Amyloid PET in neurodegenerative diseases with dementia
Camacho V (1), Gómez-Grande A (2), Sopena P (3), García-Solís D (4), Gómez Río M (5), Lorenzo C (6), Rubí S (7), Arbizu J (8); por el Grupo de Neuroimagen SEMNIM.
Alzheimer's disease (AD) is a neurodegenerative condition characterized by progressive cognitive decline and memory loss, and is the most common form of dementia.
Amyloid plaques with neurofibrillary tangles are a neuropathological hallmark of AD that produces synaptic dysfunction and culminates later in neuronal loss.
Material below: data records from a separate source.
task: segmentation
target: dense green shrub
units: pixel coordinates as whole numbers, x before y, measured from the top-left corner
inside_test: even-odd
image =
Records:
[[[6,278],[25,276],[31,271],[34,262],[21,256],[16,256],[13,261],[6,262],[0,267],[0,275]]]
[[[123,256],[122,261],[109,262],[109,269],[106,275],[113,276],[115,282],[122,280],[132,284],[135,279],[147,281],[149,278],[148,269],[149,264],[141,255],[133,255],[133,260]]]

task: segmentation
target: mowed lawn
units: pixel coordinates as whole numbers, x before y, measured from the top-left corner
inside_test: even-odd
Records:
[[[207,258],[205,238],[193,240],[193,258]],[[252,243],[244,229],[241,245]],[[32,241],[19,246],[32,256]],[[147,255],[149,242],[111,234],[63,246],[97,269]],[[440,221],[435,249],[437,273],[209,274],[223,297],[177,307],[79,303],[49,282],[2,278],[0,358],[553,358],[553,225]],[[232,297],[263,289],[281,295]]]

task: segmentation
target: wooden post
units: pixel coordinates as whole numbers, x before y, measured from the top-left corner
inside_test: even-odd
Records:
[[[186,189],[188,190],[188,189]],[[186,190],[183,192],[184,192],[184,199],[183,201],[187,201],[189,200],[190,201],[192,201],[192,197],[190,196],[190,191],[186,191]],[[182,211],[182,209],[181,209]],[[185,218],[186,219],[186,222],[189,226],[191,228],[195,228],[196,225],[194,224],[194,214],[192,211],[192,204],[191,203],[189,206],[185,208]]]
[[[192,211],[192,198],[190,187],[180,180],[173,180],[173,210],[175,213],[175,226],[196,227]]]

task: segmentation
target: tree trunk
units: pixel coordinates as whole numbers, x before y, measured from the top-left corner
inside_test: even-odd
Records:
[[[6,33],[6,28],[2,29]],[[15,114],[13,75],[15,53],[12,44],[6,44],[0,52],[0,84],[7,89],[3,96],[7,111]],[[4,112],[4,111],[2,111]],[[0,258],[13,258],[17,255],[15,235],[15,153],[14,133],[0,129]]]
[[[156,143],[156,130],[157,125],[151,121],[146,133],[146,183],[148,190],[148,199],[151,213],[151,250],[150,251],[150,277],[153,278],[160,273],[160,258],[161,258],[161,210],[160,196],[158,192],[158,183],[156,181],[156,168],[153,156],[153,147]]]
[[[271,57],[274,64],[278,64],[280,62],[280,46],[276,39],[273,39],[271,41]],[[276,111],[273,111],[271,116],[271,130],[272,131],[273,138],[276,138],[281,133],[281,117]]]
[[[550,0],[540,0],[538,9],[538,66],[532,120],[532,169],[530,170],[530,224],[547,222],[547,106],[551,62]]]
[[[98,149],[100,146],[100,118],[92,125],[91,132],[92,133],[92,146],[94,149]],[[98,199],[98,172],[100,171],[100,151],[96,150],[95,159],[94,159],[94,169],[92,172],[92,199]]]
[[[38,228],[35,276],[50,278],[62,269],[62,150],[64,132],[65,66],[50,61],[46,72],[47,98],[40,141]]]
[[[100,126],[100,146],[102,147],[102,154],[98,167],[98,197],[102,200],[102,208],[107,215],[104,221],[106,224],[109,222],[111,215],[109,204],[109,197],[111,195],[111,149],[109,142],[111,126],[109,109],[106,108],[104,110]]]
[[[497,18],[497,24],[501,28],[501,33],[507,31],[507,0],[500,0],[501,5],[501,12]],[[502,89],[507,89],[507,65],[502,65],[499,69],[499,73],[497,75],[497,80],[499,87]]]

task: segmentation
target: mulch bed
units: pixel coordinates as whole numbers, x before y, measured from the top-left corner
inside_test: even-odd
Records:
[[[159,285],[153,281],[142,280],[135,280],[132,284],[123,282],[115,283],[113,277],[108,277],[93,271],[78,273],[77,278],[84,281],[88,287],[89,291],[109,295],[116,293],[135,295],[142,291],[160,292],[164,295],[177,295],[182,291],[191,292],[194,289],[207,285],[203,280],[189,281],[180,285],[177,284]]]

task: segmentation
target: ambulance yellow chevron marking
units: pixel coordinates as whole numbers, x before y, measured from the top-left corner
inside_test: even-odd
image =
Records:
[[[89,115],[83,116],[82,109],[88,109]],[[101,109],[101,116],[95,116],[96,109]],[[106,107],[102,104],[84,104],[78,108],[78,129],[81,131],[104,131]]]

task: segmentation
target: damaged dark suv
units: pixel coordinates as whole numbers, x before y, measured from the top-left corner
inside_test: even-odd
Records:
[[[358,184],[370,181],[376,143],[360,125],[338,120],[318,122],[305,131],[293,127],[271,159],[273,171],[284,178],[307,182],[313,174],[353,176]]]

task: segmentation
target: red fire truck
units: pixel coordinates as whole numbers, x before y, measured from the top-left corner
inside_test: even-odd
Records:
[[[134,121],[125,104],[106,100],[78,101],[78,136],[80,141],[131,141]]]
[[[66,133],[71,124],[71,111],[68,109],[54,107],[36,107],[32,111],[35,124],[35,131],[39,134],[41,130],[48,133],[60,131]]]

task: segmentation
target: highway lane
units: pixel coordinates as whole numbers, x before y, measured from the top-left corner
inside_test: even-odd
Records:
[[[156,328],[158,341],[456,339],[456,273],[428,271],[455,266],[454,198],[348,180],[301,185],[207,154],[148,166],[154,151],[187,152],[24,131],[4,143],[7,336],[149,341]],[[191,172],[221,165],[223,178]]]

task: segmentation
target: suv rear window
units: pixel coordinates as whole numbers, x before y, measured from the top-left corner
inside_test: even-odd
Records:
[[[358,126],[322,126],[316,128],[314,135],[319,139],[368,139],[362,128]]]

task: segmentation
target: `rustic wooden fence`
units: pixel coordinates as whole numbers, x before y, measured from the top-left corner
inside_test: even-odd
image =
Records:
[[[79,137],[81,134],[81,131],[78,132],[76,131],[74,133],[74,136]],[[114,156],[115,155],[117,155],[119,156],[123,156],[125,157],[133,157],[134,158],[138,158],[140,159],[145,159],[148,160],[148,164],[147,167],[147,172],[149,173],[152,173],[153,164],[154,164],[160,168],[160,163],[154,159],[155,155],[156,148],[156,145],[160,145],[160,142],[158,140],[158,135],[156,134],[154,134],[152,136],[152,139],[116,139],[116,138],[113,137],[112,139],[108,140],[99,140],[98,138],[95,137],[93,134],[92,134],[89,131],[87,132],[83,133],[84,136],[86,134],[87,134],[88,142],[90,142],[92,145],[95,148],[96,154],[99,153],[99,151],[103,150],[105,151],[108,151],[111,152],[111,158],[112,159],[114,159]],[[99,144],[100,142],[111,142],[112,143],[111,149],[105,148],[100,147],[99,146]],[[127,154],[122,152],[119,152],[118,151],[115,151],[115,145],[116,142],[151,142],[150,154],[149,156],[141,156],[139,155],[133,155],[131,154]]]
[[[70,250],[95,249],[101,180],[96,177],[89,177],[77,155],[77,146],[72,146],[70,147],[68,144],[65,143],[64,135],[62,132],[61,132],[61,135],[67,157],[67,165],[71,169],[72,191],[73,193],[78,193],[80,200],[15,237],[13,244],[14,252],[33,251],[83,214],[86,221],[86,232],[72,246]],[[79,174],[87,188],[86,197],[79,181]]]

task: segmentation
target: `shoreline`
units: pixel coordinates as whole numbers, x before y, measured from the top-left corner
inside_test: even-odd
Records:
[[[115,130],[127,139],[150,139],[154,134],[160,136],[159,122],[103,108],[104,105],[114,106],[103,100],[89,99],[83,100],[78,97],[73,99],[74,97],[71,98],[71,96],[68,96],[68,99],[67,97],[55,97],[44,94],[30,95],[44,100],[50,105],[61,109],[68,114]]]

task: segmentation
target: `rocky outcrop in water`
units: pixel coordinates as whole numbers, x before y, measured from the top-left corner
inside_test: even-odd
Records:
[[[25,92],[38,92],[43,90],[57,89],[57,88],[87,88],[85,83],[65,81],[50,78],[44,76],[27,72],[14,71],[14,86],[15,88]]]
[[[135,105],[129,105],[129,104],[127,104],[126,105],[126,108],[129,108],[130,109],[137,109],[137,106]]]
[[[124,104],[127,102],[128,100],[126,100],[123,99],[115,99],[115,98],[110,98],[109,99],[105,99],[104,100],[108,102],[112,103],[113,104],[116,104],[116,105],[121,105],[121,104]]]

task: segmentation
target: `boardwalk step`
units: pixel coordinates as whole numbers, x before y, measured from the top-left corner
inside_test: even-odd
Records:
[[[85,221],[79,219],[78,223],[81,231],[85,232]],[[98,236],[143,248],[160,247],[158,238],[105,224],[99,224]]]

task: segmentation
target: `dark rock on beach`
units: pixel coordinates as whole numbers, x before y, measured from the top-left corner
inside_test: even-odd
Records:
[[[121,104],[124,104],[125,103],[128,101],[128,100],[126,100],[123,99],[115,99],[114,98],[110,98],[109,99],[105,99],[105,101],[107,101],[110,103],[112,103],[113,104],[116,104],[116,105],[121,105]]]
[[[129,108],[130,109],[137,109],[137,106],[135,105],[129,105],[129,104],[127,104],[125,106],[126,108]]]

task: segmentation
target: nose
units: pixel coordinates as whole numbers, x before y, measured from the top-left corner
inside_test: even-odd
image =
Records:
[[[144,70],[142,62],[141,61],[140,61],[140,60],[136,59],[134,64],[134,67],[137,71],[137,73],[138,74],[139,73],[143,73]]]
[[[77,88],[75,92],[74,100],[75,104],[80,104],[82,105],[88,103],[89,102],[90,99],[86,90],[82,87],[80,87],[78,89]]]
Amyloid PET is a useful, available and non-invasive technique that provides in vivo information about the cortical amyloid burden. In the latest revised criteria for the diagnosis of AD biomarkers were defined and integrated: pathological and diagnostic biomarkers (increased retention on fibrillar amyloid PET or decreased Aβ1-42 and increased T-Tau or P-Tau in CSF) and neurodegeneration or topographical biomarkers (temporoparietal hypometabolism on 18F-FDG PET and temporal atrophy on MRI).
Recently specific recommendations have been created as a consensus statement on the appropriate use of the imaging biomarkers, including amyloid PET: early-onset cognitive impairment/dementia, atypical forms of AD, mild cognitive impairment with early age of onset, and to differentiate between AD and other neurodegenerative diseases that occur with dementia.
Amyloid PET is also contributing to the development of new therapies for AD, as well as in research studies for the study of other neurodegenerative diseases that occur with dementia where the deposition of Aβ amyloid is involved in its pathogenesis. In this paper, we review some general concepts and study the use of amyloid PET in depth and its relationship with neurodegenerative diseases and other diagnostic techniques.